Bing Grounding works with most Azure OpenAI models:

✅ gpt-4o
✅ gpt-4-turbo
✅ gpt-4
✅ gpt-3.5-turbo
❌ gpt-4o-mini-2024-07-18 (not compatible)

If you need to use gpt-4o-mini, verify compatibility with the latest Azure AI documentation.

#Building an Agent Service with Bing Grounding

With infrastructure provisioned, let's build a TypeScript service that creates agents with Bing Grounding enabled.

#Service Configuration

First, configure environment variables for authentication and project access:

// Environment variables needed:
// - PROJECT_ENDPOINT: Azure AI Foundry project endpoint
// - MODEL_DEPLOYMENT_NAME: Name of your GPT-4o deployment
// - BING_CONNECTION_ID: Connection ID from Terraform output
// - AZURE_TENANT_ID, AZURE_CLIENT_ID, AZURE_CLIENT_SECRET (local dev)
// - Or use Managed Identity in production

import { AgentsClient, ToolUtility } from '@azure/ai-agents';
import { DefaultAzureCredential } from '@azure/identity';

export class AzureAgentService {
	private client: AgentsClient;
	private modelDeploymentName: string;
	private bingConnectionId?: string;

	constructor() {
		const projectEndpoint = process.env.PROJECT_ENDPOINT;
		this.modelDeploymentName = process.env.MODEL_DEPLOYMENT_NAME;
		this.bingConnectionId = process.env.BING_CONNECTION_ID;

		if (!projectEndpoint || !this.modelDeploymentName) {
			throw new Error('PROJECT_ENDPOINT and MODEL_DEPLOYMENT_NAME environment variables are required');
		}

		// DefaultAzureCredential supports:
		// 1. EnvironmentCredential (local dev)
		// 2. ManagedIdentityCredential (production)
		// 3. AzureCliCredential (fallback)
		const credential = new DefaultAzureCredential();

		this.client = new AgentsClient(projectEndpoint, credential);
	}
}

#Creating Agents with Bing Grounding

Enable Bing Grounding by adding it as a tool during agent creation:

interface AgentConfig {
  name: string;
  instructions?: string;
  enableBingGrounding?: boolean; // Default: true
}

async createAgent(config: AgentConfig) {
  const tools = [];

  // Always add Bing grounding tool unless explicitly disabled
  const shouldEnableBing = config.enableBingGrounding !== false;

  if (shouldEnableBing && this.bingConnectionId) {
    const bingTool = ToolUtility.createBingGroundingTool([
      {
        connectionId: this.bingConnectionId,
        count: 20, // Number of search results (max: 50, default: 5)
      },
    ]);
    tools.push(bingTool.definition);
  }

  const agent = await this.client.createAgent(this.modelDeploymentName, {
    name: config.name,
    instructions: config.instructions,
    tools: tools.length > 0 ? tools : undefined,
    temperature: 0.2, // Low temperature for consistent, factual responses
  });

  return agent;
}

Important Parameters:

count: Number of search results to retrieve (1-50).
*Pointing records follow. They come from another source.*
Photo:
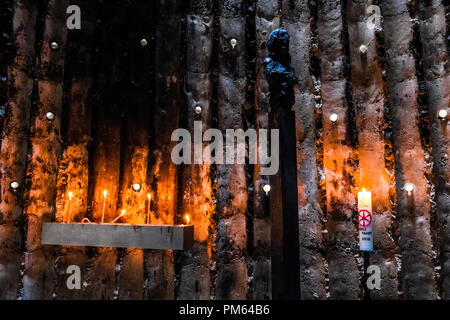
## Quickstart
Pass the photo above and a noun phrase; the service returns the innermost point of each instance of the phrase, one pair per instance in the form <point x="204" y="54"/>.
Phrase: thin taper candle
<point x="148" y="208"/>
<point x="68" y="207"/>
<point x="105" y="192"/>
<point x="365" y="220"/>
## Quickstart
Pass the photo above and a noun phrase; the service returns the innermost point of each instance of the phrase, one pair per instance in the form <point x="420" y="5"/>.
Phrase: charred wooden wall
<point x="115" y="102"/>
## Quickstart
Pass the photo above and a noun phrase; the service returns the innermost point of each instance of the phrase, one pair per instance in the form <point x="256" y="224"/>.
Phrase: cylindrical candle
<point x="365" y="220"/>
Higher values provide more context but use more tokens. 20 is a good balance for quality.
temperature: Lower values (0.1-0.3) work better for factual responses with citations.

#Configuring Search Result Count

The count parameter controls how many Bing search results the agent can access. This directly impacts response quality and cost:

Search result count options:

5 results (default) - Simple queries, cost-sensitive (~500 tokens)
10 results - Standard queries, balanced (~1,000 tokens)
20 results - Complex queries, high quality (~2,000 tokens)
50 results (maximum) - Research tasks, comprehensive (~5,000 tokens)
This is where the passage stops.